Both cast iron and cast steel are Fe-C alloys. Due to the different contents of carbon, silicon, manganese, phosphorus, sulfur and other chemical elements, they provide different metallographic structures and show many different mechanical properties and coinability. It is generally considered that the carbon content above 2% is cast iron, while containing 0.1-0.5% carbon is cast steel. Let us have a look at the differences between steel castings and iron castings according to their classification and application.
Gray cast iron. High carbon content (2.7% ~ 4.0%). Gray cast iron is the most widely used flake graphite cast iron (accounting for more than 80% of the total pig iron production). Carbon mainly exists in the form of flake graphite, which is gray in color, has a low melting point (1145 ~ 1250°C), and has a small shrinkage rate when solidified. Its compressive strength and hardness are similar to those of carbon steel, and it has good shock absorption. It is used to manufacture machine tool beds and cylinders Body, box and other structural Ural parts.
Vermicular cast iron. Gray cast iron obtained by creep treatment. Its precipitated graphite is worm-like, between scale stone and spherical. Its chemical structure is similar to that of gray cast iron, its mechanical properties are similar to those of cast iron, and its casting performance is between gray cast iron and nodular cast iron.
Can be used to make auto parts.
Tough iron. The nodular graphite gray cast iron obtained through spheroidization and inoculation is called ductile rock cast iron, which is a high-strength cast iron with near-steel comprehensive properties and is widely used in industrial fields. It has higher strength, better toughness and plasticity than ordinary gray cast iron.
Used in the manufacture of internal combustion engines, auto parts and agricultural machinery.

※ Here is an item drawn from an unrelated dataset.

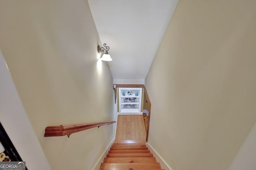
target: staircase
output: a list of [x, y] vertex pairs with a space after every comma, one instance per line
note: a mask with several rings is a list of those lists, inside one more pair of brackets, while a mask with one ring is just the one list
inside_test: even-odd
[[100, 170], [162, 170], [145, 140], [115, 140]]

Cast steel is an iron-carbon alloy with a carbon content below 2.11%. Cast steel has good overall properties, weldability and workability, but it has poor shake and castability compared to cast iron. Cast steel can be divided into cast carbon steel, cast low alloy steel and cast special steel, according to the composition of chemical elements.

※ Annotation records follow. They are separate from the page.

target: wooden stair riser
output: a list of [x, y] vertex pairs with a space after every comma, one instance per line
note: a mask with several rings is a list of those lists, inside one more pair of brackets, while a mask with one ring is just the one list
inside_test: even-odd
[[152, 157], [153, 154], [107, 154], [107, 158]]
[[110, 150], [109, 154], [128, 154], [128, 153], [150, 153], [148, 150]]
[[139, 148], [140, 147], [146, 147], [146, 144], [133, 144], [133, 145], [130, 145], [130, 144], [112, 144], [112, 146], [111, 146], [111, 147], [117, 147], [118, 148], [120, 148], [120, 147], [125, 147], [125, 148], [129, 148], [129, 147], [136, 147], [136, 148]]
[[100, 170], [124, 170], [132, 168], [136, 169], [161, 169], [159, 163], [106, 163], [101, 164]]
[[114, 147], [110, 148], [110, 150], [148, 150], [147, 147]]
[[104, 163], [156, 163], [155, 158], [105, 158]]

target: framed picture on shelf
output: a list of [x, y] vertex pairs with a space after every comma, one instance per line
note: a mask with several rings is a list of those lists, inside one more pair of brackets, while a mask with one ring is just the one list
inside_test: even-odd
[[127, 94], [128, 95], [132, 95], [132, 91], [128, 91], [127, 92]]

cast carbon steel. Cast steel uses carbon as the main alloying element and small amounts of other elements. It can be divided into cast low carbon steel (containing less than 0.2% carbon), cast medium carbon steel (containing 0.2%~0.5% carbon), and cast high carbon steel (containing more than 0.5% carbon). As the carbon content increases, its strength and hardness increase. Cast carbon steel has higher strength, plasticity and toughness, low cost, used in heavy machinery, used to produce a large number of parts, such as rolling machine frame, hydraulic machine base; to produce heavy bearing parts, such as pillows, side frames, wheels and railway vehicles of couplings.
Cast low alloy steel. Cast steel containing manganese, chromium, copper and other alloying elements (total content less than 5%). It has greater impact toughness, and better mechanical properties can be obtained through heat treatment. Cast low alloy steel has better performance than carbon steel, which can reduce the quality of parts and improve service life.
Cast special steel. Alloy cast steel is refined for special needs. It usually contains high amounts of one or more alloying elements to obtain specific properties. For example, high manganese steel containing 11% to 14% of manganese and manganese can withstand impact wear, mainly used in mining machinery, construction machinery wear parts; various stainless steels with chromium or chromium-nickel as the main alloy element, used for corrosion or in high Parts working at a high temperature of 650°C, such as valve bodies, pumps, containers or steam turbine casings for large-capacity power stations in the chemical industry.
In general, cast iron has lower elongation, shrinkage, and impact toughness than cast steel, and its compressive strength and earthquake resistance are also better than cast steel; cast iron tends to be cheaper, while raw steel is more expensive and more expensive DEO comes at a higher material cost, energy and labor required to produce the final product. The main advantage of cast steel is design flexibility, allowing it to be used for complex shapes and hollow cross-section parts. They have their own advantages and disadvantages, so the choice should be made depending on the application and its physical properties.